Obviously, the point of a job interview is to assess whether you can actually bring the value to the job that is needed. It’s results-based worth at its most appropriate expression. However, I still found myself thinking of all the things I should have/could have/would have said with just a little more mental space to “be on top of it.” To “nail the answer.” To “show the perfect example.” I was fascinated by the actual physical sensations in my body from the adrenaline of “being on.” Of performing. Of showing up my best. Of showing off, so to speak.

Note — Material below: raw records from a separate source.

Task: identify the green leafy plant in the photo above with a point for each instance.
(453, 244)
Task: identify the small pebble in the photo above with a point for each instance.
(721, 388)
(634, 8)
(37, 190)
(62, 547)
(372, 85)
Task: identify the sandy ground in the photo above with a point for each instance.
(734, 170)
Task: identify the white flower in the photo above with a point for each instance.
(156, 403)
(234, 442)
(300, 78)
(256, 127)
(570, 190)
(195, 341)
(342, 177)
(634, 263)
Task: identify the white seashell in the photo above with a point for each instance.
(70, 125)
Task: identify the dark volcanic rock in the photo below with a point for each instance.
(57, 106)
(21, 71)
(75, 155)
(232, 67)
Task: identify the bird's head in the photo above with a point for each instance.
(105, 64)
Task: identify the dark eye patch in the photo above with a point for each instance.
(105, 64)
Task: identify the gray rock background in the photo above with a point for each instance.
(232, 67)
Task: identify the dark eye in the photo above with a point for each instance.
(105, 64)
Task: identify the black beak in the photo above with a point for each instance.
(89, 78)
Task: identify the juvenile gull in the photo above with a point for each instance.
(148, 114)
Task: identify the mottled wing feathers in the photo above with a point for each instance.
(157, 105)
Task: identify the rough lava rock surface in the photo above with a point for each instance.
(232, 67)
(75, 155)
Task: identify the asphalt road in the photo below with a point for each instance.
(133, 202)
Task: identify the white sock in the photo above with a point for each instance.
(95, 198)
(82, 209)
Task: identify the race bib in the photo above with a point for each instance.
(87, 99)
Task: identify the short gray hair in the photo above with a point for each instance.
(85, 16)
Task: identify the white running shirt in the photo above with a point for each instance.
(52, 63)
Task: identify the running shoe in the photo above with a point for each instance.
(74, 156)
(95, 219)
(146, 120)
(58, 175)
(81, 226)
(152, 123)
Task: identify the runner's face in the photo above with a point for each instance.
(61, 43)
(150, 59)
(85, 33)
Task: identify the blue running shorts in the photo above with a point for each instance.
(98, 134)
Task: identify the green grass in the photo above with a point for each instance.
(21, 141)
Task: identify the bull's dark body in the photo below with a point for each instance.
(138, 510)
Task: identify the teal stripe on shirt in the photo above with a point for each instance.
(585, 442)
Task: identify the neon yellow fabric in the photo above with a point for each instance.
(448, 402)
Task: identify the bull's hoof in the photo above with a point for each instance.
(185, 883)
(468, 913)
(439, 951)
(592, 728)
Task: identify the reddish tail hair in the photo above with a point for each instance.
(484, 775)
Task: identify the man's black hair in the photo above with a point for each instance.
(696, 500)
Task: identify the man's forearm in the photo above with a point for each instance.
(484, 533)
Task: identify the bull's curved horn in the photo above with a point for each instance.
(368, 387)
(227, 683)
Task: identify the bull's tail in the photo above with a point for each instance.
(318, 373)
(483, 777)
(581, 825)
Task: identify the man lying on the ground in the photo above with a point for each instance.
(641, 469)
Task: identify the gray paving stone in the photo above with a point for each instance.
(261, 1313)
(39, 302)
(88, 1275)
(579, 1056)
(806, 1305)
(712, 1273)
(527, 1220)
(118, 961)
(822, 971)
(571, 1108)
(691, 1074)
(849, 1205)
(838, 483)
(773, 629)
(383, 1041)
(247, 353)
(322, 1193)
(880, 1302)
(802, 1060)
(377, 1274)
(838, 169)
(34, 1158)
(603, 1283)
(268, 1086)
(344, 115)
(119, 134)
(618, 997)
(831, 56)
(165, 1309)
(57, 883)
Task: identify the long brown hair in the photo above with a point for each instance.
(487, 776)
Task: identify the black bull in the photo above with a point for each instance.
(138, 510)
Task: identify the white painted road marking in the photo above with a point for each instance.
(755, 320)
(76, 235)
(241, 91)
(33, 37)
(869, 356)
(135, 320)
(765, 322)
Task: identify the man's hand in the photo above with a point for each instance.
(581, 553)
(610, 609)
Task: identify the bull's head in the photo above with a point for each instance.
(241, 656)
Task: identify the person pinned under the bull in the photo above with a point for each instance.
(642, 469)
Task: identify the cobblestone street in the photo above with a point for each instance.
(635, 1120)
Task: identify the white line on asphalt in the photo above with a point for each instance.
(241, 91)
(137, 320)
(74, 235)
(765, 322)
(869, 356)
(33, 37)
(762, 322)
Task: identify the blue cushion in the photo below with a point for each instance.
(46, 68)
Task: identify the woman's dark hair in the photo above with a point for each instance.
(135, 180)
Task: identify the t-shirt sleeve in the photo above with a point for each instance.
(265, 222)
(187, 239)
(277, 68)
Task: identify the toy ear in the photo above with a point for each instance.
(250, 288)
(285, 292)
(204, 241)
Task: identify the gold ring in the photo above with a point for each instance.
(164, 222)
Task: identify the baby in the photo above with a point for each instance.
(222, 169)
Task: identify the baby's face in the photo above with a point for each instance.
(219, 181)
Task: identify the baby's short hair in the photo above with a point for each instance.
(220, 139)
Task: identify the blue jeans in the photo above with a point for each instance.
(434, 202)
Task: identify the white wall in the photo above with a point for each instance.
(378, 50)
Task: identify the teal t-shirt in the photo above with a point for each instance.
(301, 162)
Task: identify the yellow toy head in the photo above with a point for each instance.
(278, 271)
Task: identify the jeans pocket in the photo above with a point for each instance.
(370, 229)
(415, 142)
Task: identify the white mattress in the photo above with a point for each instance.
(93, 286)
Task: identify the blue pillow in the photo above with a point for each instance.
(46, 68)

And then the self-doubt that crept in. The what ifs. The comparison. I don’t even know yet if these jobs and me are the best fit. The experience of being in a job interview still sent me to that old place that I was familiar with for so long of proving I am worthy of _________ (the salary, the job title, the accolades, the glamor, the attention).
As I calmed myself down, completed my walk, and finished my day, I took note of my newer habits, the worthfull ones I’ve been cultivating for these past few years, coming into play. I remembered that if one of these jobs is truly the best place for me to focus my energy and efforts for the next few years, I’ll know it. And so will they. If I need another chance to express who I am and what I can do, it will be given. If these are simply tests to check my values and alignment with my current work, that is great.
I felt the value of perspective. The worth of my innate persona. The gratitude for the many chapters I’ve already lived through. I can’t say I slept well, but I did wake up with calm, confidence, joy, and abundance streaming in through my sunny bedroom window. My worth reminded me of the truth, once again.